The government is plotting to clamp down on “NIMBYism” in the more affluent areas of the country, in its latest stratagem to build more homes.
Ahead of new rules designed to force councils to increase their housing targets (due to be published in the next three weeks), Communities Secretary Sajid Javid has said that there needs to be “a much more frank, open discussion with local residents and communities” about housebuilding – noting that areas “where housing is particularly unaffordable” will have to accept that more homes need to be built nearby.
The government has also proposed a renewed drive to build more A-roads and bypasses to ease traffic congestion in regional towns and villages. These invariably involve upsetting a lot of local property owners on and around new routes.
There are various reasons that more affluent areas of the country have tended to be less built-upon than others, ranging from the most cynical – that it’s all a plot to protect Tory-voting heartlands – to the more practical – that these communities tend to have more finely-tuned campaigning groups – to the bigger picture; that there’s a correlation between higher property values and higher proportions of more-protected local environment (i.e.
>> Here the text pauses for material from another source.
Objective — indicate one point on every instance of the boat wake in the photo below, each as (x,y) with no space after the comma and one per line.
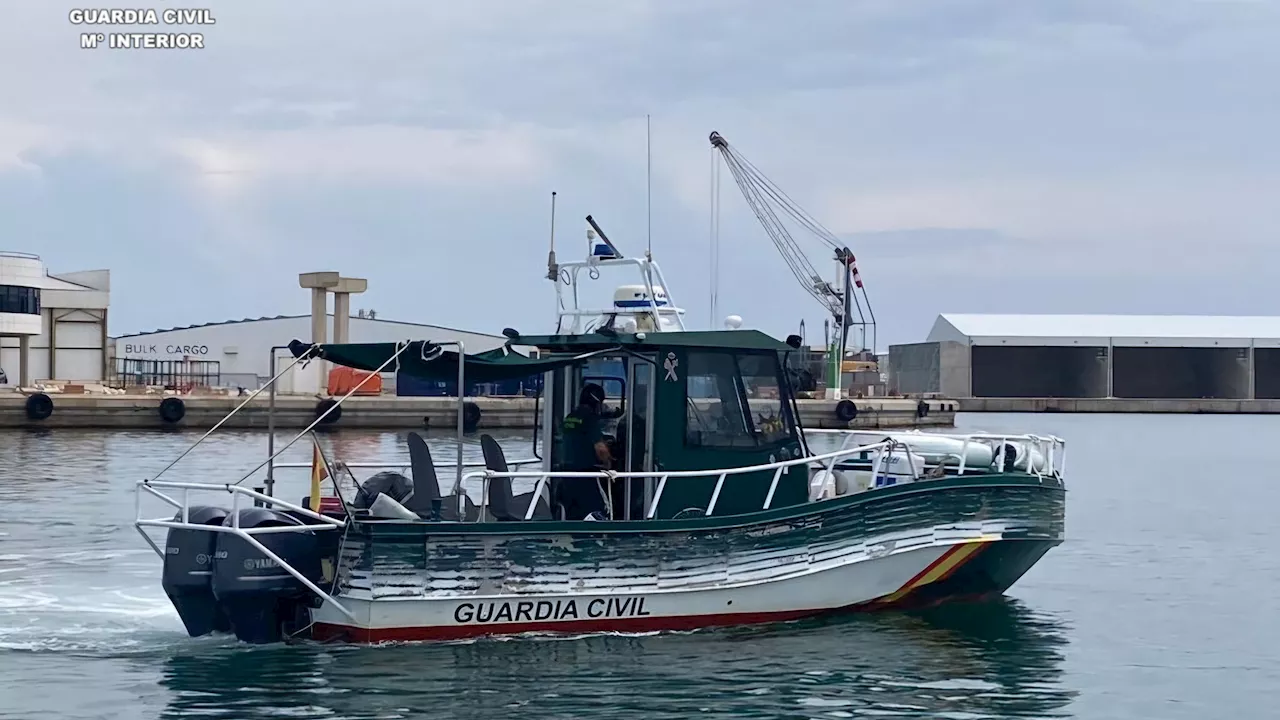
(45,606)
AONBs or listed buildings).
“Nothing is more corrosive to trust than the idea that some areas are being treated better than others,” Javid told council leaders at the Local Government Association’s annual conference. “Where housing is particularly unaffordable, local leaders need to take a long, hard, honest look to see if they are planning for the right number of homes.”
The new guidance for councils’ housing targets is likely to up the ante on what new-builds should be delivered and where, with assessments every five years to update Local Plans.